When we consider the alien on the bike and the man on the park bench we think of them as definitely directly across spacetime from each other. This relationship, however, cannot be established since another frame’s idea of simultaneous would place them at an angle to one another across the loaf in one direction while another would place them at the opposite angle.

That is to say, there are multiple valid arrangements of the loaf such that if we consider forward time to be x, in one case the alien starts out in front of the man on the bench (further along x) and in another valid arrangement, the man on the bench is in front.

So if we try to think of being simultaneous with another location’s future, how do we determine where the starting point to move forward from is? The relationship is undefined. If there is no singular true and valid arrangement we are actually slicing from then another dimension is required to store all the various but valid alternative configurations of our 4D loaf of the universe.

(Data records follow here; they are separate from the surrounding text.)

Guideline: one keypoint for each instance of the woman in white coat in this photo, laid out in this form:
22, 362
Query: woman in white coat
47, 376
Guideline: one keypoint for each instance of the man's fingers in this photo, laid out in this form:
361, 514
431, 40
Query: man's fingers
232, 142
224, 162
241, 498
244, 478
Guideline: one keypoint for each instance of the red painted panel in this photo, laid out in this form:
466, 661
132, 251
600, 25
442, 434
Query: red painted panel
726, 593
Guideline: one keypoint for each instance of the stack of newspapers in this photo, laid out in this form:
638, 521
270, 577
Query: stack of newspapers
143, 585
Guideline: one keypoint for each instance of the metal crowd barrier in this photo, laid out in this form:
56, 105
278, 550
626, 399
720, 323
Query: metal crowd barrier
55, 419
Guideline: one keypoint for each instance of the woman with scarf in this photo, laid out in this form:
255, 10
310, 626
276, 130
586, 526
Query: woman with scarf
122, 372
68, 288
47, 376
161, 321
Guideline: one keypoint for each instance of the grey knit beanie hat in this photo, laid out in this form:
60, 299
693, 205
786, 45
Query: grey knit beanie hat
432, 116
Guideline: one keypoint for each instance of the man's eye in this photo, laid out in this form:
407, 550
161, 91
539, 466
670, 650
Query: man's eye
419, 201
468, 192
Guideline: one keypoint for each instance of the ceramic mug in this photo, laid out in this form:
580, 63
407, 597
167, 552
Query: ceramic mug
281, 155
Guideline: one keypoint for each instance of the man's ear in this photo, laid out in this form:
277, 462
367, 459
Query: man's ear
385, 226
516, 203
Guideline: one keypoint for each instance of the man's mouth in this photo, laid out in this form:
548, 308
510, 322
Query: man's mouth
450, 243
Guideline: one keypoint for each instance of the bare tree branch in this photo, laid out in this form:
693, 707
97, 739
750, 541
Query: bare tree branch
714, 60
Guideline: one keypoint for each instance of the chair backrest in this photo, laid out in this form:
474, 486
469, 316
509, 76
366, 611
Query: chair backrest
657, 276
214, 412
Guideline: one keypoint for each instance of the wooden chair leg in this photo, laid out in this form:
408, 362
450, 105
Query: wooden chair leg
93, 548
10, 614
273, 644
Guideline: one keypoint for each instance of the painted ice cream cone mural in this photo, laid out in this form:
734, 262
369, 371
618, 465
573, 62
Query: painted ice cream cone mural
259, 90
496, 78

To cut across a 4D universe a 5th dimension must be added just like to have a line, a second dimension must be added.

Godel and mutual dependencies.

This problem above is an expression of Godel incompleteness and Tarski’s undefinability in yet another form. There are many structures such as lines that we do not think of as actually a comparison or interaction between things and we therefore lose sight of the need for another “thing” to compare or interact with.

Imagine if there was nothing in the universe but two people. Each can say of the other “you are above me” and they might both be considered correct or incorrect because the answer is undefined without an external reference.

What we think of as a river cannot exist if we remove the water. That’s just a dry depression. It cannot exist as water alone. That could be a cloud or an ocean. It is only by the interaction of the water and the depression that a river arises.

There are many instances in which we metaphorically attempt to keep the concept of a river while removing one of the components it is made of. This leads to various problems in logic and attempts to make judgement about things which are undefined.